What about the case when a[i] = T/2???
Testcases were very weak for Div2 C. I saw a lot of submissions where the test case 1 1 3 would fail, but somehow got accepted. I submitted my code at 1h 6 mins(all pretests passed). Went on ahead to try D, but at 1h 52 mins, I realised, that I've missed the case for n = 1, So I resubmitted it. Turns out they didn't have a basic case like n = 1. My ranking fell from expected 1200 to 1765. Please do something about the resubmission rule.

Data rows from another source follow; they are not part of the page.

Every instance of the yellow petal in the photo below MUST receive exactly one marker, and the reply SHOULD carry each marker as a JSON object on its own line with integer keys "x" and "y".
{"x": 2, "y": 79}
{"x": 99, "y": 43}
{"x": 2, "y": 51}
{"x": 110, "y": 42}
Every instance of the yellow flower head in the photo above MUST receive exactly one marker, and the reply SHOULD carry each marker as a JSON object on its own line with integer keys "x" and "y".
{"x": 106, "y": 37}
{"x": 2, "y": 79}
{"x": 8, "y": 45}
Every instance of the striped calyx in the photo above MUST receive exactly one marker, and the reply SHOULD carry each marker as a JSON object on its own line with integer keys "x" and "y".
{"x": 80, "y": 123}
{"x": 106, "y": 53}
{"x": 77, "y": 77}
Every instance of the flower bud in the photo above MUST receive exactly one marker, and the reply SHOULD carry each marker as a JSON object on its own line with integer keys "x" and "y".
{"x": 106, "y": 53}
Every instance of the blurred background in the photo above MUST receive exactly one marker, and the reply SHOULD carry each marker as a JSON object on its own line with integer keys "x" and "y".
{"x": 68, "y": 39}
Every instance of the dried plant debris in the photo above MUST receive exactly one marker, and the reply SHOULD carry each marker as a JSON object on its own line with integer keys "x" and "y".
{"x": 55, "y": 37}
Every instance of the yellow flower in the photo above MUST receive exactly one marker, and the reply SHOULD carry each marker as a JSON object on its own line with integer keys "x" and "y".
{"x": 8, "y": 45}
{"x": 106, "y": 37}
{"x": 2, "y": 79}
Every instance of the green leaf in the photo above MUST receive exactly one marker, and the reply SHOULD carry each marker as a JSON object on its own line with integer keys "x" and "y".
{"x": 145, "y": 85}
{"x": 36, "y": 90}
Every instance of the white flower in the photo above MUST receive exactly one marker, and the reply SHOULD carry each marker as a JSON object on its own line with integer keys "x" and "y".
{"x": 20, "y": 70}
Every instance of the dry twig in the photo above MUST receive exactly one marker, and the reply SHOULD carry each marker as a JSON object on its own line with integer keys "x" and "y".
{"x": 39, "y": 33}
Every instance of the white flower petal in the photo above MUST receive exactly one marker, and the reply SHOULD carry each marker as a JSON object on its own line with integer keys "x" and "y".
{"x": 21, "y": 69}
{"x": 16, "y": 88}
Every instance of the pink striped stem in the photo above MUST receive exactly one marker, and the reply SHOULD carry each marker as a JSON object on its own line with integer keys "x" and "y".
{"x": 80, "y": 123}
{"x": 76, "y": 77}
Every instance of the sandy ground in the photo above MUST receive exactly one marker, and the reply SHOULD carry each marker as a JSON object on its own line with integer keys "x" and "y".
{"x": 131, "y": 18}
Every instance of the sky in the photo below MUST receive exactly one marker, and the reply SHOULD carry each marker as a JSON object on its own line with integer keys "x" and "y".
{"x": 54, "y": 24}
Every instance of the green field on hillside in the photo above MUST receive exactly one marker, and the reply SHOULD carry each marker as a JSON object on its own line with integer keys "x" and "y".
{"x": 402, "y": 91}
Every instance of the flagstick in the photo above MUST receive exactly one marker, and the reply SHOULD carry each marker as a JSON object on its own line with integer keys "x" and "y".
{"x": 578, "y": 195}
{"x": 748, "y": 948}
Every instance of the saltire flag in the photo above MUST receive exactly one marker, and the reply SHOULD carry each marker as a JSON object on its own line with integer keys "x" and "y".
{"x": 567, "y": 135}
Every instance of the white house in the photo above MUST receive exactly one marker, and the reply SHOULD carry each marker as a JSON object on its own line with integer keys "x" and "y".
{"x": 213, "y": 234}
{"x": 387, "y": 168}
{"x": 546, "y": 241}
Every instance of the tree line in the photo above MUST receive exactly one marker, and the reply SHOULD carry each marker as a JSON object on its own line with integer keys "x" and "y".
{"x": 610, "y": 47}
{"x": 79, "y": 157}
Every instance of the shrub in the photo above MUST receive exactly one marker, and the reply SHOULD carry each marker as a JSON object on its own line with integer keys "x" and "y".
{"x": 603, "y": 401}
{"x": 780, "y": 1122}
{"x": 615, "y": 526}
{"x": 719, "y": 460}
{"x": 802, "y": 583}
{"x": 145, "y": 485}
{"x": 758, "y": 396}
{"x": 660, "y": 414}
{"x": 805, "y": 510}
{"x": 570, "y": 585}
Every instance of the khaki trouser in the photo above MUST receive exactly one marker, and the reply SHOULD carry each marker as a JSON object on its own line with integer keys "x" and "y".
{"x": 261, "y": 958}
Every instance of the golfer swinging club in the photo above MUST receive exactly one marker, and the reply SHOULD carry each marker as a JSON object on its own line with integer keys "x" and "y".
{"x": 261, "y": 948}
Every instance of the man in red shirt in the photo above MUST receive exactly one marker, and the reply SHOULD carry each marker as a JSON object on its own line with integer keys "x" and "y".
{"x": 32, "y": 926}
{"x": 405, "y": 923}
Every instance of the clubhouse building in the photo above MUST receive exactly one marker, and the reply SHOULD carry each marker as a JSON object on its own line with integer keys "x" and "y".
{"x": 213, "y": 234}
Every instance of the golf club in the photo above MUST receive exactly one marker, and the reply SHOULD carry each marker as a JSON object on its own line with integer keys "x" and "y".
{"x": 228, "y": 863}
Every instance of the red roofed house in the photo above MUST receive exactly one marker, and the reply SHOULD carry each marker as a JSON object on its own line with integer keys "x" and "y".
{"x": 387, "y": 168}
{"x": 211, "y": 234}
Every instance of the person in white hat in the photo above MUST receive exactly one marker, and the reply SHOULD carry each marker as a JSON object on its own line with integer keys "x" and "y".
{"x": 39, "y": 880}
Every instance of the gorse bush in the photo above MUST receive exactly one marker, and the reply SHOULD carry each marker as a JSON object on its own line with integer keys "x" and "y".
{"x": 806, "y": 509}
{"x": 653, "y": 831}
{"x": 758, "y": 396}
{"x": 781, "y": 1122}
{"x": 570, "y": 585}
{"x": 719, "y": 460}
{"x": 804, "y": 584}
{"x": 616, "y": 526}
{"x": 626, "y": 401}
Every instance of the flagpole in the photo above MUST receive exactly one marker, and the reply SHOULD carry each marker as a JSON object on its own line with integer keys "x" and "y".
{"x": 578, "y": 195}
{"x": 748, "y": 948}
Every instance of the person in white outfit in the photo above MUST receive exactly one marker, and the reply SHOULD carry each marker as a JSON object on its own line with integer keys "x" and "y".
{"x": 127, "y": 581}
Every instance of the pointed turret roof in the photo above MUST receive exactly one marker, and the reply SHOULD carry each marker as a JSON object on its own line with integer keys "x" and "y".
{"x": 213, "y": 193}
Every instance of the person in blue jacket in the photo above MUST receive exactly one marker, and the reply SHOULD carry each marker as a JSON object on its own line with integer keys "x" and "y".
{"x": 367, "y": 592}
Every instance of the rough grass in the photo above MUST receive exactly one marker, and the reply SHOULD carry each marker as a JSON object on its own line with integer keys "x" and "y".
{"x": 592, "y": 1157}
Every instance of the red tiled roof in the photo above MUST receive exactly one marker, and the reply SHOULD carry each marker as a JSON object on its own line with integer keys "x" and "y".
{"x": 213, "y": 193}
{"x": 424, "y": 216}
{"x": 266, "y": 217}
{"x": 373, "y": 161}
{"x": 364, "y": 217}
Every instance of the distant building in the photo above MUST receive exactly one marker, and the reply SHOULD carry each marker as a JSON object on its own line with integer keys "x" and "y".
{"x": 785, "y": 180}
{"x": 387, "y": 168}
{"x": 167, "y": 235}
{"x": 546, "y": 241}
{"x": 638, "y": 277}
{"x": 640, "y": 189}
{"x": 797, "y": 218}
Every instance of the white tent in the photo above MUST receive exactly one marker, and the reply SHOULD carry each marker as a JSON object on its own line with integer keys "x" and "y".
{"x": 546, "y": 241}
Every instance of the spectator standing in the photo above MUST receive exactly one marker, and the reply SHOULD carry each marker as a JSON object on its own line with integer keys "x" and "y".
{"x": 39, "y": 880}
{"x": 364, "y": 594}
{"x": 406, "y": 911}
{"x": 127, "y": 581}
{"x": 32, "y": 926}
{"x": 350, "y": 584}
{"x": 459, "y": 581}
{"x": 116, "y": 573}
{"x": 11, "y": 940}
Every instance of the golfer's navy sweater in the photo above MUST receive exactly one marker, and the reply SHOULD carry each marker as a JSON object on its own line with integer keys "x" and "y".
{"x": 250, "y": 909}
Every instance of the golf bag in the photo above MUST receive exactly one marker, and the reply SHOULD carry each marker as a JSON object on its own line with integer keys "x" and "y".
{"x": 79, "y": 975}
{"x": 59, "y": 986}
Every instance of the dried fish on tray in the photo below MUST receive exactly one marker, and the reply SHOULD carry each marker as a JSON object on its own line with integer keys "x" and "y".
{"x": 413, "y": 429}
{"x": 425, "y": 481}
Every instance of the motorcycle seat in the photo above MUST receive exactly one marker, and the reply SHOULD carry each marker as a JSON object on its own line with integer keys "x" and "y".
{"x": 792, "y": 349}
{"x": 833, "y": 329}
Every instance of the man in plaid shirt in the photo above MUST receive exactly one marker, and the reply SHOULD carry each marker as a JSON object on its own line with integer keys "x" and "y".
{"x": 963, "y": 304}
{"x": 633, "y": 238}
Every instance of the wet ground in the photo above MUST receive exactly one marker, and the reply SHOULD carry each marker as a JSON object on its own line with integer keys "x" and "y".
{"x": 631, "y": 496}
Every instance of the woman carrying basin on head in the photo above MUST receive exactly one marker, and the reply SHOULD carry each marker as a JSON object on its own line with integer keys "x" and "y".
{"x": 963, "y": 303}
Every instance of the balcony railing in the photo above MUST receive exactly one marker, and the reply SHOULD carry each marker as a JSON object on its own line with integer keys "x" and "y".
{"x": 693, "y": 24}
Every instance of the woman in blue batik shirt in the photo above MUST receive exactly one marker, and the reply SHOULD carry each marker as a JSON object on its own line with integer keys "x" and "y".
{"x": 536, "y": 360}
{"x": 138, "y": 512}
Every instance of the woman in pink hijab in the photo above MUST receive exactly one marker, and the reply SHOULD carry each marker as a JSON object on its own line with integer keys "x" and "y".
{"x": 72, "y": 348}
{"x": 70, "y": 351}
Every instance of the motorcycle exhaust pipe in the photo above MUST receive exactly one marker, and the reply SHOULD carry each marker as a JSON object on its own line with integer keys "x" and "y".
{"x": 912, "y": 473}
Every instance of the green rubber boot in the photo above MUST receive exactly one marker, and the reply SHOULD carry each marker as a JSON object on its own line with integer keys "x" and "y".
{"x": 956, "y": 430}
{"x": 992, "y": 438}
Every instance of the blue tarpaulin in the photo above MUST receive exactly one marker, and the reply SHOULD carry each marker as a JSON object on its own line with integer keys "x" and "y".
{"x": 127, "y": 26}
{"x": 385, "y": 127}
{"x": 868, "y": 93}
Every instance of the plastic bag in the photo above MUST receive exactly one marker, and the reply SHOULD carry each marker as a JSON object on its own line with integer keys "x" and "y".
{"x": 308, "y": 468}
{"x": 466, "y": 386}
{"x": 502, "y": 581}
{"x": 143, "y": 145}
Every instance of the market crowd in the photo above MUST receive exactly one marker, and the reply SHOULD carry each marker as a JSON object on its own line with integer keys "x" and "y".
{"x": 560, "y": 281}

When you submit solution in the last min and net fucks you up and then you submit that after contest and it ACs. FML
Weak Test cases for problem (div.2)A. A soluion with 10^7 operations(in worst case) in java, it just has 3 test cases which are also randomly made i guess. look at this solution. I know its just problem A but still it decreases the quality of contest.
"Several unexpected Kuhn solutions passed for D1F. Could you please discuss your solutions in the comments and prove its correctness or provide any counter-examples. Author's solution uses flows with Dinic."
Don't worry, it is almost impossible to hack Kuhn (especially on those, specific graphs). Even if it is possible, it is VERY hard. Of course, I don't have any proof of my words, but I know it from my experience.
This is a strange question, but: how to solve this problem with Kuhn? I don't doubt its time efficiency, but I don't know how to find the maximum matching which saturates some given set of vertices without using circulations (which is the model solution).
Alright, so you need to find the matching that covers some set of vertices.
Using Kuhn in proper order, find any maximum matching that covers all vertices of the left part from the set, let's say that the set of covered vertices of the left part is $$$L$$$ (some vertices from the set + something else).
Using Kuhn in proper order, find any maximum matching that covers all vertices of the right part from the set. Similarly, define $$$R$$$.
The claim is: there is a maximum matching on the set of vertices $$$L \cup R$$$.
You can prove it using alternating paths.
And then you can just leave only those vertices and find the maximum matching.
Note: this algorithm also can be used for solving the maximum vertex-weighted matching where you have weights on both parts. I will leave it to you as an exercise.
That's really cool (though I need some time to make sure I understand why this is correct). Thank you!
which Kuhn's algorithm is this and what does it do? He has too many...
Oh, excuse me! In Russia, we call the 'Kuhn's algorithm' a DFS-like approach for maximum matching in the bipartite graph, which goes like that: for $$$v \in L$$$ in some order, run $$$dfs(v)$$$ (i.e. simplified and faster version of Ford-Fulkerson, which appears to be quite powerful).
Here is the Russian (unfortunately) page with code and description of this algorithm (you can use a translator if you really want): e-maxx..
Thank you!
So u use that claim just to cut down the number of vertices and edges? Or am i missing something?
Can you please explain how to find maximum weighted max matching? I know about fast Kuhn, but I always thought that it can’t be used for finding maximum weighted matching.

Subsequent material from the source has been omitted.